Clinton and Sanders are imperfect candidates, but either one of them would be light years better than Trump. Clinton’s email problems appear to be errors of judgment, not legal infractions, and the Republican-led Benghazi investigation is a sham. She does need to inspire people to vote for her, something Sanders has done much better. But Sanders, who won’t be able to deliver on his laudable goals of providing free college for all and dismantling the corrupt campaign-finance system, must exit gracefully. The game is over, sir, thank you for playing.
Reason No. 3 why Trump won’t get anywhere near the White House is that his opponents vastly outnumber his supporters. Tens of millions of women and minorities loathe him. Legions of white voters would vote for a tree stump over Donald Trump any day. They may not like the alternative (Hillary) but they will choose her over Trump.

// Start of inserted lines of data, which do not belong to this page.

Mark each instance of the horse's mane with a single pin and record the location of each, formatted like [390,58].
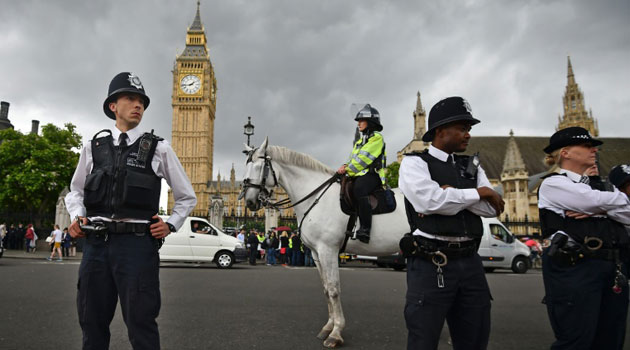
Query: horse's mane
[287,156]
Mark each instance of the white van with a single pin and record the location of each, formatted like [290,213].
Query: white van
[500,249]
[199,241]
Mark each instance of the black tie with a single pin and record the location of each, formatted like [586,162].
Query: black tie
[123,140]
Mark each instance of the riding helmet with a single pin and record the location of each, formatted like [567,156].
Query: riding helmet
[371,115]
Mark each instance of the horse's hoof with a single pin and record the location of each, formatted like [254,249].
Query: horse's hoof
[323,334]
[332,342]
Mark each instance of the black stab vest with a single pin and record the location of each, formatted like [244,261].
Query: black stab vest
[122,183]
[611,232]
[462,224]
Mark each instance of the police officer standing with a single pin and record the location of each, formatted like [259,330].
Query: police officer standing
[584,269]
[619,176]
[366,166]
[116,188]
[445,195]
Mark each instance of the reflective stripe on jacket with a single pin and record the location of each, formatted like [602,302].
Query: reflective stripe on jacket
[364,154]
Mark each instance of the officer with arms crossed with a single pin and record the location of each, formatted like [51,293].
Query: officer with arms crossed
[586,290]
[445,195]
[116,188]
[620,177]
[366,166]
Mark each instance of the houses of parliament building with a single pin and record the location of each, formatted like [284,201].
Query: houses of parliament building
[512,163]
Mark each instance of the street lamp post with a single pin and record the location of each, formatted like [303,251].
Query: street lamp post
[248,129]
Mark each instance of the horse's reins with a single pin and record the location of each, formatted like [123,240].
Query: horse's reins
[265,194]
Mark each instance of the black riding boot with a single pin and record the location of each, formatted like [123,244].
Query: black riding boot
[365,219]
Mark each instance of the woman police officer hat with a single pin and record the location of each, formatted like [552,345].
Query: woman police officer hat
[124,82]
[574,135]
[448,110]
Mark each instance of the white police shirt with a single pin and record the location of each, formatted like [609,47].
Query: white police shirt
[427,197]
[562,193]
[165,164]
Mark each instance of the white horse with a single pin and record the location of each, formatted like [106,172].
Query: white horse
[323,229]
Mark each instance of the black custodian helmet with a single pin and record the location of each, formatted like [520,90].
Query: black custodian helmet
[448,110]
[372,116]
[124,82]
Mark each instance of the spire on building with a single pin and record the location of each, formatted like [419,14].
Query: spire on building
[196,38]
[232,177]
[197,21]
[575,113]
[570,76]
[513,160]
[419,119]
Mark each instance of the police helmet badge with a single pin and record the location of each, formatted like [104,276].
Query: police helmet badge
[135,81]
[467,106]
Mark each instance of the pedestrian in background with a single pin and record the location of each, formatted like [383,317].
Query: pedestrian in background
[272,246]
[56,243]
[584,272]
[296,250]
[117,185]
[65,242]
[12,237]
[241,235]
[29,236]
[21,232]
[284,247]
[252,245]
[3,234]
[308,257]
[73,245]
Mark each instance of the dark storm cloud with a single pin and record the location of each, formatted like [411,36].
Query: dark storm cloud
[296,66]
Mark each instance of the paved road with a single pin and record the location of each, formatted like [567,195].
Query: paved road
[256,307]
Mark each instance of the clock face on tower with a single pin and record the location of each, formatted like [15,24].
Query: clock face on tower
[190,84]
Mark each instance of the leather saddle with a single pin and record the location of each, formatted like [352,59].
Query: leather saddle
[382,200]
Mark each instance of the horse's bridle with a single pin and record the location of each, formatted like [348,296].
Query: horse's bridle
[264,195]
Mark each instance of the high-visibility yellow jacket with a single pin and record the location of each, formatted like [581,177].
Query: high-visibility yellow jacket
[368,154]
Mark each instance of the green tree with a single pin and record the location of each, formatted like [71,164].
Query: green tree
[35,168]
[391,174]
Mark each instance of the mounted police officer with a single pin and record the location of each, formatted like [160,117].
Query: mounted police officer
[584,268]
[116,188]
[366,166]
[445,195]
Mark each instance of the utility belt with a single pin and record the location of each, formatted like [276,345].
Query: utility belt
[428,249]
[566,253]
[103,229]
[437,252]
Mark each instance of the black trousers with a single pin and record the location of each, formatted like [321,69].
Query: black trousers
[124,266]
[366,184]
[583,310]
[464,303]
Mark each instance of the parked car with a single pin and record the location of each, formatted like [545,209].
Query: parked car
[499,248]
[199,241]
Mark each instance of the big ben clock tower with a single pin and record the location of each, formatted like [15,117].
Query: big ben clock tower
[194,106]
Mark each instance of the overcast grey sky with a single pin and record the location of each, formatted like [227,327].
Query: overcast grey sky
[296,66]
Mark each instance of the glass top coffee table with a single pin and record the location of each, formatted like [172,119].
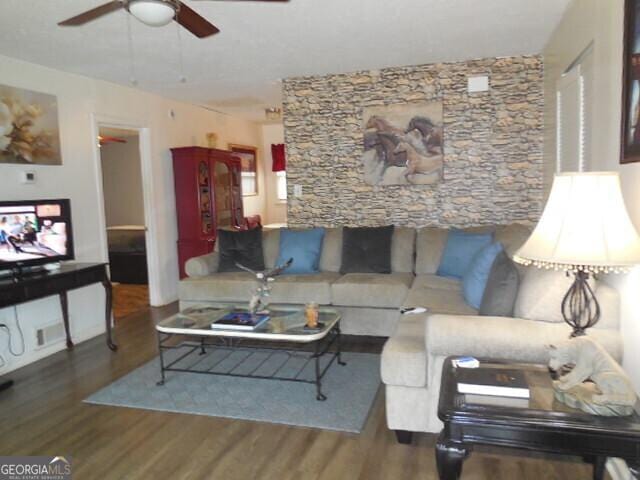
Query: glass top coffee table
[282,343]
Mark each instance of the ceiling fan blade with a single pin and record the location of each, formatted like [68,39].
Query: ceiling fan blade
[193,22]
[92,14]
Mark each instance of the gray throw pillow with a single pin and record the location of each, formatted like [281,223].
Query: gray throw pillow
[243,247]
[366,249]
[501,291]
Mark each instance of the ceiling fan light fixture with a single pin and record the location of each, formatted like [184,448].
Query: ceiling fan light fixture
[154,13]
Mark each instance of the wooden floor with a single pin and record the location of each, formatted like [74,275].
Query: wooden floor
[43,414]
[128,299]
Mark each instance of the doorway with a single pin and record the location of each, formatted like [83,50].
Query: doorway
[124,214]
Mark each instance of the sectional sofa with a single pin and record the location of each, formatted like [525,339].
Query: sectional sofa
[418,344]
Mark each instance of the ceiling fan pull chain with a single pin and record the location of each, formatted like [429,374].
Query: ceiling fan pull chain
[183,78]
[132,66]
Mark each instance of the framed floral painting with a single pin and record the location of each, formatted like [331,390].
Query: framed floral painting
[29,131]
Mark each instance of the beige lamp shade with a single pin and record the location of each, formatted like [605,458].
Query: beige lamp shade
[584,226]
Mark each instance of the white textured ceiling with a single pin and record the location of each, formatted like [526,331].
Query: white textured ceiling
[239,70]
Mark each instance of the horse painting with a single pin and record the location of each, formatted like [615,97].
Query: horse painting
[403,144]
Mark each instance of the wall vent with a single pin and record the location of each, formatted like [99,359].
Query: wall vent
[49,334]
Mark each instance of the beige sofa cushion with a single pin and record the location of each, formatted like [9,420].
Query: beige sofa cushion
[438,295]
[226,286]
[301,289]
[331,256]
[371,289]
[430,243]
[505,338]
[541,293]
[403,244]
[404,357]
[238,287]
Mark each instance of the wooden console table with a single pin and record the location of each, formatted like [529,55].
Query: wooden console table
[70,276]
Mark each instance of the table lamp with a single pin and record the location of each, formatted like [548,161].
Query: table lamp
[584,230]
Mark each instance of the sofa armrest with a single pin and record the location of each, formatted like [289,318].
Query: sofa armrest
[404,356]
[505,338]
[203,265]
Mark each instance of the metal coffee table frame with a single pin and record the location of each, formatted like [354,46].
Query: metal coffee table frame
[321,347]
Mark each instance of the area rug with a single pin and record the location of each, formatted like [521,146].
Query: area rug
[350,390]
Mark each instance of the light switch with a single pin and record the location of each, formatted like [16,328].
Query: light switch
[478,84]
[28,177]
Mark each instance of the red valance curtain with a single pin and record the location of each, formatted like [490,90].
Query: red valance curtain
[279,158]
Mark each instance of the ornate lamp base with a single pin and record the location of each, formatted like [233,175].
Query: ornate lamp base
[580,308]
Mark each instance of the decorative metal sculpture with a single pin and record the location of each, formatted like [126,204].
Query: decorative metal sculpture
[596,384]
[260,298]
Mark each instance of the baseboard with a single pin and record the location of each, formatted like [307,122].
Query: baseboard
[35,355]
[618,469]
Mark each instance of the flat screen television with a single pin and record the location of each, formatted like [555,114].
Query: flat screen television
[34,232]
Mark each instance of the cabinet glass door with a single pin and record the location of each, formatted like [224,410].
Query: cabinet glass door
[223,194]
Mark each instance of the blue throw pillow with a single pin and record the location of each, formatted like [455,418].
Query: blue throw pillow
[475,280]
[304,246]
[459,251]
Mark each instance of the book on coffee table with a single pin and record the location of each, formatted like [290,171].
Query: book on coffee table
[492,381]
[240,321]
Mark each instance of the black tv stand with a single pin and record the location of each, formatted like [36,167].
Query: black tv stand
[44,283]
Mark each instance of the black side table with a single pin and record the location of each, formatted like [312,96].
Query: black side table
[544,425]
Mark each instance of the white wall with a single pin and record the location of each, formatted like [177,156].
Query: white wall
[276,210]
[122,182]
[78,99]
[600,22]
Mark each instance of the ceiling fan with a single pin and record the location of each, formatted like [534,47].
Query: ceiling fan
[154,13]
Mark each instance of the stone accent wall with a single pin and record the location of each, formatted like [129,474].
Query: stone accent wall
[493,145]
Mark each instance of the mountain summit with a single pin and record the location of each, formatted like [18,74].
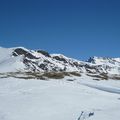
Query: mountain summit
[21,60]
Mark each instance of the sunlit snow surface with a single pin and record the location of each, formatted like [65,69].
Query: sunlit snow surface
[59,99]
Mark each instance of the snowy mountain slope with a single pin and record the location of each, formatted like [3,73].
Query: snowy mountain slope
[58,100]
[20,59]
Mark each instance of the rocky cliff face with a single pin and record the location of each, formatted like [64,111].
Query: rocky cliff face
[22,60]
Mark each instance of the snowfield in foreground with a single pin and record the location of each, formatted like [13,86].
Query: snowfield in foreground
[81,99]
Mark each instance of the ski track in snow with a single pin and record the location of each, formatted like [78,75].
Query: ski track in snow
[58,100]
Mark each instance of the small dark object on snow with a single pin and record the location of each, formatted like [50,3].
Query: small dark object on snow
[91,114]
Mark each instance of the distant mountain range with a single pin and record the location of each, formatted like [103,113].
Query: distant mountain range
[21,62]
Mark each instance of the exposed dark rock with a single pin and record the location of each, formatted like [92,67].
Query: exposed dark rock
[60,59]
[20,51]
[44,53]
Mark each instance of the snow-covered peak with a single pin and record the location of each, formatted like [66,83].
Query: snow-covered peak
[22,59]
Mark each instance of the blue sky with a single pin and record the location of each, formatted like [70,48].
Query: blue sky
[76,28]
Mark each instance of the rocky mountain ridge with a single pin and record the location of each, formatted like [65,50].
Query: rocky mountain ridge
[21,60]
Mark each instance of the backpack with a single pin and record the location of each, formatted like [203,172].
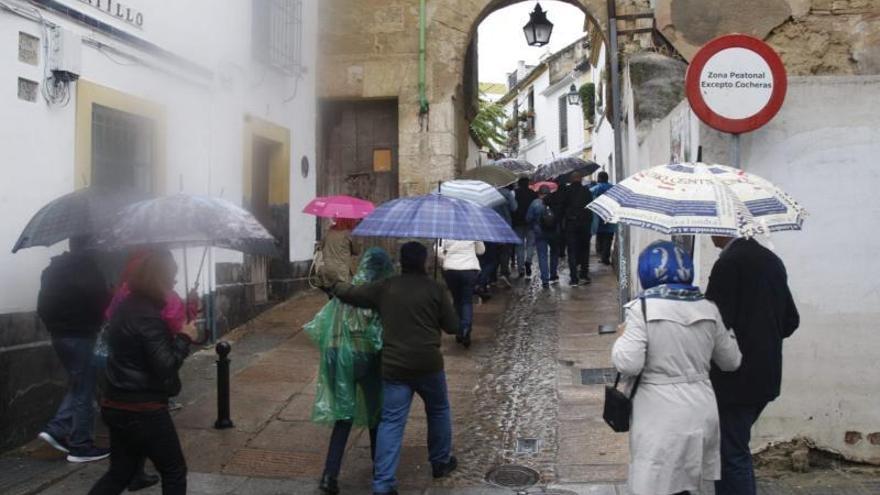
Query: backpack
[548,219]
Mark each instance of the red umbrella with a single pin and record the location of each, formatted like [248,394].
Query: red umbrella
[537,185]
[339,207]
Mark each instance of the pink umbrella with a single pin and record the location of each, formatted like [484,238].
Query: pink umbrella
[339,207]
[537,185]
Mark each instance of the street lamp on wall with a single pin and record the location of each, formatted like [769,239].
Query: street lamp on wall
[574,98]
[538,29]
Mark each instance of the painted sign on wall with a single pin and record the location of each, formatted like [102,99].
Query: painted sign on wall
[118,10]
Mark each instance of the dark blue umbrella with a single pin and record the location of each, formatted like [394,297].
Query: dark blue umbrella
[436,217]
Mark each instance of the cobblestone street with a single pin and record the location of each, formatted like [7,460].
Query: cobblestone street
[518,397]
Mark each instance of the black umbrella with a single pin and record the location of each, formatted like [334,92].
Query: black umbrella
[81,213]
[514,165]
[564,167]
[184,220]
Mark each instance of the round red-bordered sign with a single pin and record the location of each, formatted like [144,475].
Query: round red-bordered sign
[750,122]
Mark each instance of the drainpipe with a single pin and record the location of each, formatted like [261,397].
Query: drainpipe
[623,266]
[423,99]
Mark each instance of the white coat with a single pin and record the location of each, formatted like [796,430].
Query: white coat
[461,255]
[674,433]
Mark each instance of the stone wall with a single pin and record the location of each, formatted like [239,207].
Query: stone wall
[813,37]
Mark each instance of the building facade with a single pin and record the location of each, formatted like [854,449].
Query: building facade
[163,97]
[542,123]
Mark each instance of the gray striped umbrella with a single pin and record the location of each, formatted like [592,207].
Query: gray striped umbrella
[475,191]
[83,212]
[515,165]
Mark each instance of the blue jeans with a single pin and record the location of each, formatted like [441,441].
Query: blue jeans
[548,255]
[525,251]
[577,240]
[397,400]
[461,284]
[74,422]
[367,376]
[737,471]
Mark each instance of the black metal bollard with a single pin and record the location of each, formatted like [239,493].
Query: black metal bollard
[223,419]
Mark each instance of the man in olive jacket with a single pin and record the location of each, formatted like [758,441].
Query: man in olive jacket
[414,311]
[750,286]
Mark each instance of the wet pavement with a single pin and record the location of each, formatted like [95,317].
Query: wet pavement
[518,397]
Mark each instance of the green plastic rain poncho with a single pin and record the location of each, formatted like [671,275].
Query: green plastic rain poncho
[350,339]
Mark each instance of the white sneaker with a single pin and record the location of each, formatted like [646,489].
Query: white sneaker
[57,445]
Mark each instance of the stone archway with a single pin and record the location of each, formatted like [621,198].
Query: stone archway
[444,133]
[370,50]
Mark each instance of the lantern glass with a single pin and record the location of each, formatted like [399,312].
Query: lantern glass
[538,29]
[574,98]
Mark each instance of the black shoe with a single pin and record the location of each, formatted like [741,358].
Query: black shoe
[443,470]
[142,480]
[329,485]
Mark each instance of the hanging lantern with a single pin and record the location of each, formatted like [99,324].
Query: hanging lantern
[574,98]
[538,29]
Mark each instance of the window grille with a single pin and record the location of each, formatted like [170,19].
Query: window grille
[563,122]
[123,149]
[277,34]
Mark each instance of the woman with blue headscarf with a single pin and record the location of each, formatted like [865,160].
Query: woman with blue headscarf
[672,337]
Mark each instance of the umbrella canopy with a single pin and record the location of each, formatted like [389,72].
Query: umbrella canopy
[81,213]
[537,185]
[696,198]
[339,207]
[514,165]
[432,216]
[475,191]
[496,176]
[183,220]
[564,166]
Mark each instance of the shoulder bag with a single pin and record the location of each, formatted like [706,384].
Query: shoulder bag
[618,406]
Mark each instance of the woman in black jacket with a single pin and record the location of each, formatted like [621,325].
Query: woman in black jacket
[142,364]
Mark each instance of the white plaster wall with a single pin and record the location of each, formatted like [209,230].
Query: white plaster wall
[544,145]
[204,119]
[822,149]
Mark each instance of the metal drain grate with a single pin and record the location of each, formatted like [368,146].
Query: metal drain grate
[598,376]
[513,476]
[526,445]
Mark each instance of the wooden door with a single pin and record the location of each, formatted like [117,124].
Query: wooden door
[359,149]
[359,155]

Bigly. The Trumpeters will no doubt show up in force on Election Day, but mercifully there aren’t of them to put Trump over the top.
The rest of this campaign season will be nasty, brutish and long. It has already exposed an ugly vein in the American body politic. Voters with common sense and decency must show up en masse to cancel out the Trumpeter vote. Only then will America be able to look Trump in the eye and say, “You’re fired.”
(Raju Chebium was a reporter for 23 years for the Associated Press, CNN, Gannett News Service and USA Today. For 14 years, he was based in Washington, D.C., and covered the Supreme Court, Congress and national politics.)
3 Comments
So the general election voters have clear heads yet the primary voters are crazy? When I get my registration card do they assign me to one group or do I pick myself? And am I told which time to vote or do I decide that to?
You’re an actual moron, you know that? You must have voted in the primaries. Guess I will not be seeing you in the booths in general Election Day.
For someone with your credentials and work experience, you sure posited some biased garbage here.
This is a historic election, with nontraditional candidates in a nontraditional mud-flinging contest. You can’t possibly predict how the general public will vote, especially since people thought that Ted Cruz had more traction than Trump. Don’t underestimate the deciding power of the states not located on the coasts.
He also wasn’t going to win the nomination. Funny.